How to install HDP 3.1 cluster on AWS

The purpose of this document is to describe a detailed guide to installing the HDP 3.1 distribution on AWS using Apache Ambari. We will install HDP 3.1 on a three-node cluster using Amazon Linux 2 instances. The official documentation for installing HD 3.1 with Ambari can be found on this page: https://docs.cloudera.com/HDPDocuments/Ambari-2.7.3.0/bk_ambari-installation/content/ch_Getting_Ready.html 

1. Preparing AWS instances

Fist we will launch three amazon Linux 2 instances. Connect to your AWS console go to EC2, launch instance and Select Amazon Linux 2 AMI.
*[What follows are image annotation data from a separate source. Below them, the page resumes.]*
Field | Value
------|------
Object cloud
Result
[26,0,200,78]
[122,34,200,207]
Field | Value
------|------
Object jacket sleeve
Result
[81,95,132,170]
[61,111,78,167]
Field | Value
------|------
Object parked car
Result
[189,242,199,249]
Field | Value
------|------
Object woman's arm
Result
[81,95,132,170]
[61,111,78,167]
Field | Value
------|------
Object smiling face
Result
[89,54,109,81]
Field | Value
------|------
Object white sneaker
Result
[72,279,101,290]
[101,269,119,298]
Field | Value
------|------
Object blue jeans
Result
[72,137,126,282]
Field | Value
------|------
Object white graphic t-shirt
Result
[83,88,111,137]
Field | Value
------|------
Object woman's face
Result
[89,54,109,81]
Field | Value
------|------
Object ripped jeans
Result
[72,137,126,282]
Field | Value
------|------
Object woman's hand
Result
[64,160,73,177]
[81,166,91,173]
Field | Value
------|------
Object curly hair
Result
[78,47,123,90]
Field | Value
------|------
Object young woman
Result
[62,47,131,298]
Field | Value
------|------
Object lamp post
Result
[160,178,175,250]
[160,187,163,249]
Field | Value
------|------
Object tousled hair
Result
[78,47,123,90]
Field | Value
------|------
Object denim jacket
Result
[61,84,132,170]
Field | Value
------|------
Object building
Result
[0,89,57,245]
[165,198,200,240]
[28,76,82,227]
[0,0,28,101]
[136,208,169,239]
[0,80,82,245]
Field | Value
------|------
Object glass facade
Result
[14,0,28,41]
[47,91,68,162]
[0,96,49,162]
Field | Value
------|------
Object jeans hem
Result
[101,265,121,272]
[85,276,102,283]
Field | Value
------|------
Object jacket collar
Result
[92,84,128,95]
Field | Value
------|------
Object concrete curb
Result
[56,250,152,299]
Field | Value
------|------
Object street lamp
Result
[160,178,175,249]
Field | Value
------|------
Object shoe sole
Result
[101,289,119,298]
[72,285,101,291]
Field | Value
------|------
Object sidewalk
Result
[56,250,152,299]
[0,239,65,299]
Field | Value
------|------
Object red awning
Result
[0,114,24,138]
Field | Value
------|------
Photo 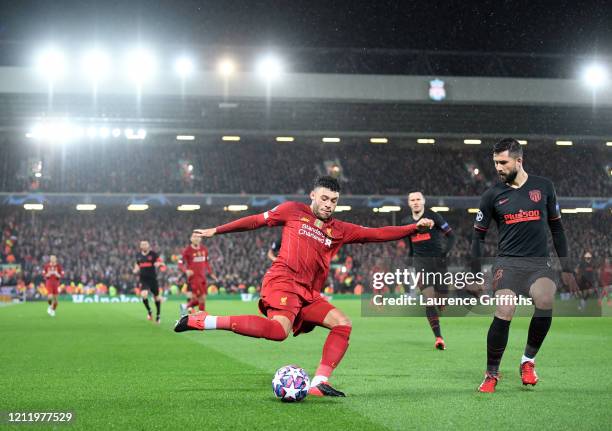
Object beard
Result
[498,169,518,184]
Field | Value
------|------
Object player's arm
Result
[434,213,457,256]
[470,192,495,273]
[546,183,578,293]
[178,249,193,278]
[343,218,434,244]
[193,202,293,238]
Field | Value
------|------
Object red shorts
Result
[189,278,208,296]
[45,281,59,295]
[259,277,336,337]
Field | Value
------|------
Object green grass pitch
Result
[0,300,612,430]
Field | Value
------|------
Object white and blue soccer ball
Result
[272,365,310,403]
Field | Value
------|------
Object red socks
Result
[315,325,352,377]
[217,315,287,341]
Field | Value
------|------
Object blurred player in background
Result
[406,192,455,350]
[134,240,164,324]
[43,254,64,317]
[472,139,577,392]
[576,251,597,310]
[179,233,218,314]
[174,176,433,397]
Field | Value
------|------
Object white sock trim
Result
[204,316,217,329]
[521,355,535,364]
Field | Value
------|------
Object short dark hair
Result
[493,138,523,159]
[312,175,340,193]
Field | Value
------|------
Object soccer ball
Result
[272,365,310,403]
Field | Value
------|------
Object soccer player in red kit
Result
[43,254,64,317]
[179,233,217,313]
[174,176,433,397]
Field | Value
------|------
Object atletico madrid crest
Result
[529,189,542,202]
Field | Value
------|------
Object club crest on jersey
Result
[529,189,542,202]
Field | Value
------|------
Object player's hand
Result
[417,218,435,232]
[561,272,578,295]
[193,227,217,238]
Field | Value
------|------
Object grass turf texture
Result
[0,300,612,430]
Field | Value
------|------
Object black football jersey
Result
[404,209,451,257]
[136,250,159,280]
[474,175,561,257]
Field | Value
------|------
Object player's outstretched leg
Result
[478,289,516,392]
[519,278,556,386]
[174,312,293,341]
[302,304,352,397]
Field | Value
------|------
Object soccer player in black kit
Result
[406,192,455,350]
[471,138,576,392]
[134,240,164,324]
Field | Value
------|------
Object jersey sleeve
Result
[474,191,495,232]
[263,202,295,226]
[546,182,561,221]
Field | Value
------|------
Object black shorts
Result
[413,256,448,293]
[140,280,159,296]
[493,258,558,297]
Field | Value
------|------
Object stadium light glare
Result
[378,205,402,213]
[174,57,195,79]
[256,55,283,81]
[217,58,236,78]
[23,204,45,211]
[36,48,66,81]
[81,49,110,82]
[126,48,157,85]
[221,136,240,142]
[224,205,249,212]
[176,204,200,211]
[76,204,97,211]
[128,204,149,211]
[582,63,608,89]
[176,135,195,141]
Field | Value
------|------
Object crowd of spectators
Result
[0,207,612,292]
[0,139,612,196]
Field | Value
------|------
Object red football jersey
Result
[43,263,64,281]
[216,202,416,299]
[179,244,212,279]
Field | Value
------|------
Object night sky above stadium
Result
[0,0,612,54]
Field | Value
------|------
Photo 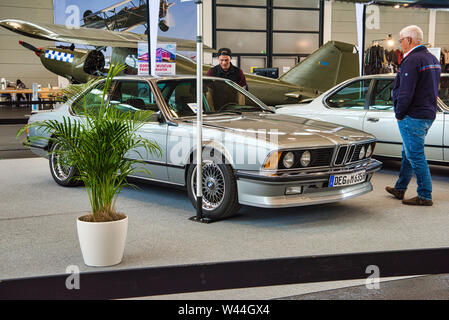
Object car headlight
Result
[300,151,312,167]
[359,146,365,160]
[366,145,373,158]
[263,151,281,170]
[282,152,295,169]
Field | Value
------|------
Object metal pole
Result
[147,0,152,76]
[195,0,203,221]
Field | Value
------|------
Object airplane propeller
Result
[19,40,42,57]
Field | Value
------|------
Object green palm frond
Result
[17,64,162,221]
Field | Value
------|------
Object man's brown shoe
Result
[385,187,405,200]
[402,196,433,206]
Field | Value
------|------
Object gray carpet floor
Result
[0,158,449,299]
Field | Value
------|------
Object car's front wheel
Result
[49,141,81,187]
[187,160,240,220]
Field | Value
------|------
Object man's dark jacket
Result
[393,46,441,120]
[206,63,248,89]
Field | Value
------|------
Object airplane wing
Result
[0,19,214,52]
[89,0,132,17]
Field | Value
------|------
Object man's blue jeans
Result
[394,116,433,200]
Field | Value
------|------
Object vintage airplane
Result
[0,19,359,105]
[82,0,175,32]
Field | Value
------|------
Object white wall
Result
[331,1,430,48]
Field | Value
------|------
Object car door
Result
[362,78,444,161]
[110,80,168,182]
[319,79,371,130]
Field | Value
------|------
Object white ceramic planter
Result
[76,217,128,267]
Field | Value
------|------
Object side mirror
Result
[148,111,162,122]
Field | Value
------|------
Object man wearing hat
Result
[207,48,248,90]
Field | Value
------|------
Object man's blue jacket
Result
[393,46,441,120]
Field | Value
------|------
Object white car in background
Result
[276,74,449,165]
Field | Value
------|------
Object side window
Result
[72,82,108,115]
[158,79,262,117]
[438,77,449,106]
[326,80,371,110]
[158,80,196,117]
[109,80,159,112]
[369,79,394,110]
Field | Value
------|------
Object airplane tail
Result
[279,41,359,94]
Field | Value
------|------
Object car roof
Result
[348,73,449,80]
[110,75,227,81]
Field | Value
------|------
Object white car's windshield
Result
[157,79,269,118]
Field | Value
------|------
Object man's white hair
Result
[399,25,424,44]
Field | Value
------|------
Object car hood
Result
[184,113,374,148]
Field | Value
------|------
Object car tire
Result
[48,141,82,187]
[186,154,240,220]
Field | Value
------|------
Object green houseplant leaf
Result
[17,64,161,222]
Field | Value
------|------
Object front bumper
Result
[235,159,382,208]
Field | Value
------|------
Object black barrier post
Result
[0,248,449,300]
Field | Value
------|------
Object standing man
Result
[385,26,441,206]
[206,48,248,90]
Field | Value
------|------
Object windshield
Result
[157,79,269,118]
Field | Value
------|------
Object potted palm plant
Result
[17,65,161,266]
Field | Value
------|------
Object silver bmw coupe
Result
[25,76,382,220]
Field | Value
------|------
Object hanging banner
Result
[156,43,176,76]
[137,42,150,76]
[148,0,160,76]
[355,3,365,75]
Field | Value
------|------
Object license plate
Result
[329,170,366,187]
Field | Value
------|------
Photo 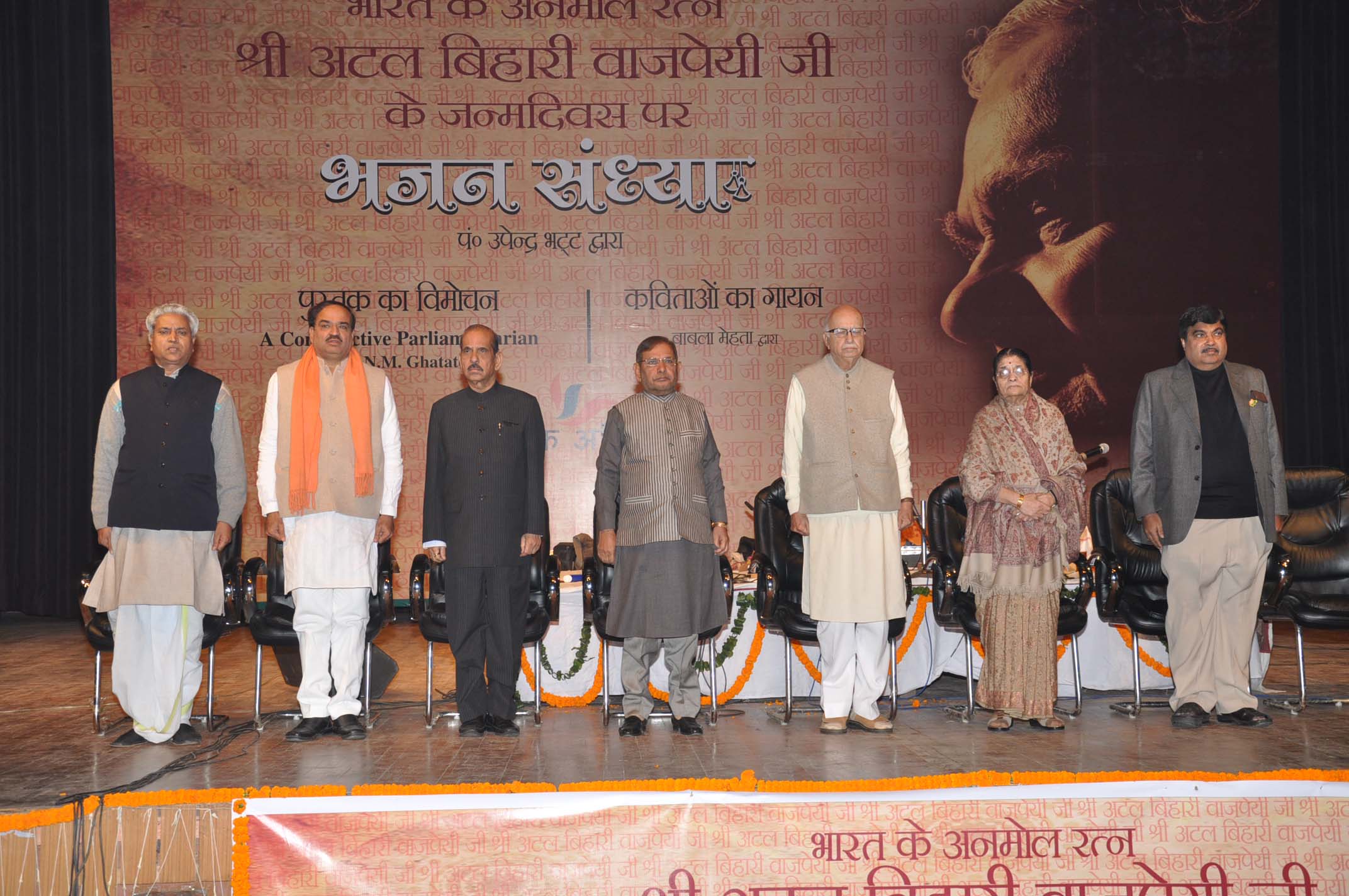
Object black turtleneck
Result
[1190,364,1260,520]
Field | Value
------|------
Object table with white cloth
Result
[519,575,1270,706]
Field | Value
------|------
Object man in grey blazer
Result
[1131,305,1289,729]
[595,336,731,737]
[422,324,547,737]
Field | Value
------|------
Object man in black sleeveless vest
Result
[85,305,247,746]
[422,324,547,737]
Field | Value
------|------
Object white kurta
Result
[783,376,913,622]
[258,362,403,590]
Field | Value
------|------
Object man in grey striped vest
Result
[595,336,731,737]
[783,305,913,734]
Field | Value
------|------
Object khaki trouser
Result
[1161,517,1272,712]
[619,634,703,719]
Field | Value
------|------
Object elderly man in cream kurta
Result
[783,305,913,734]
[258,301,403,741]
[84,305,247,746]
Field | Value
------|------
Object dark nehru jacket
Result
[108,364,220,532]
[422,383,547,568]
[1190,364,1260,520]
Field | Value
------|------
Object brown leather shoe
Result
[847,712,894,734]
[820,715,847,734]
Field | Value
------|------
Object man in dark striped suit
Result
[422,324,547,737]
[595,336,731,737]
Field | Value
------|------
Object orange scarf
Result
[290,345,375,514]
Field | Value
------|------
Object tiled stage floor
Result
[0,614,1349,811]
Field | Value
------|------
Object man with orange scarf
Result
[258,301,403,741]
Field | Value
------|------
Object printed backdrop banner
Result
[111,0,1280,569]
[236,781,1349,896]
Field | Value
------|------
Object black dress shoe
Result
[112,727,150,746]
[487,714,519,737]
[674,718,703,737]
[333,712,366,741]
[286,715,333,744]
[1218,706,1273,727]
[169,722,201,746]
[1171,703,1209,727]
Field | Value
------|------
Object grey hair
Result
[961,0,1264,99]
[146,302,199,342]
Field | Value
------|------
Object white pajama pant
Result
[815,619,890,719]
[108,603,203,744]
[290,588,369,719]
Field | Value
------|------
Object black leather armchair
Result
[1089,467,1171,719]
[407,509,560,727]
[581,525,735,725]
[754,478,913,725]
[927,476,1091,722]
[242,539,394,731]
[1262,467,1349,714]
[78,522,243,737]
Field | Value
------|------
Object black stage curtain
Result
[0,0,1349,617]
[1279,0,1349,469]
[0,0,116,617]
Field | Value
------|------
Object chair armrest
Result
[754,554,778,625]
[407,553,430,622]
[238,557,269,622]
[220,557,244,627]
[1072,553,1095,611]
[718,557,735,615]
[544,554,563,622]
[1260,544,1292,613]
[581,557,599,622]
[932,557,959,625]
[1089,548,1124,622]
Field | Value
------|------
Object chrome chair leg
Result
[1294,625,1307,714]
[363,641,379,729]
[946,634,974,723]
[427,641,436,729]
[885,640,900,722]
[93,651,103,737]
[254,644,263,731]
[707,638,720,725]
[534,637,544,725]
[1053,634,1082,719]
[599,638,608,727]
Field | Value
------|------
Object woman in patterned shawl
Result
[958,348,1086,731]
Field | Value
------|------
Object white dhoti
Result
[84,526,225,744]
[802,510,908,719]
[108,603,203,744]
[283,512,379,719]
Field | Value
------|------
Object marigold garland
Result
[350,781,557,796]
[1114,625,1171,679]
[557,769,759,793]
[229,818,248,896]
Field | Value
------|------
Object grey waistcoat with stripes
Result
[615,393,712,547]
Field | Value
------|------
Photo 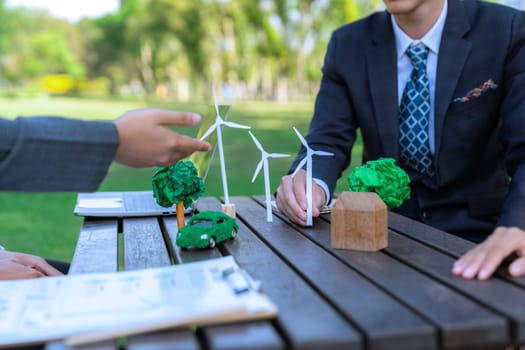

For the purpose of this article we will chose t3a.2xlarge instance with 8 vCPUS and 32GB of memory (you could choose t3a.xlarge too if you want), for disk space at least 30GB.

Configure Security Group: For the purpose of this article we will allow all traffic 

 

2. Preparing environments

 

First, we will connect in ssh on the 3 nodes of the cluster. The environment preparation commands are the same on the 3 Nodes, it is strongly advised to use a cli terminal which allows you to execute the same commands at the same time on 3 different hosts.

Connect as root on the 3 nodes of your cluster (1 of the nodes will be the Ambari-Server node)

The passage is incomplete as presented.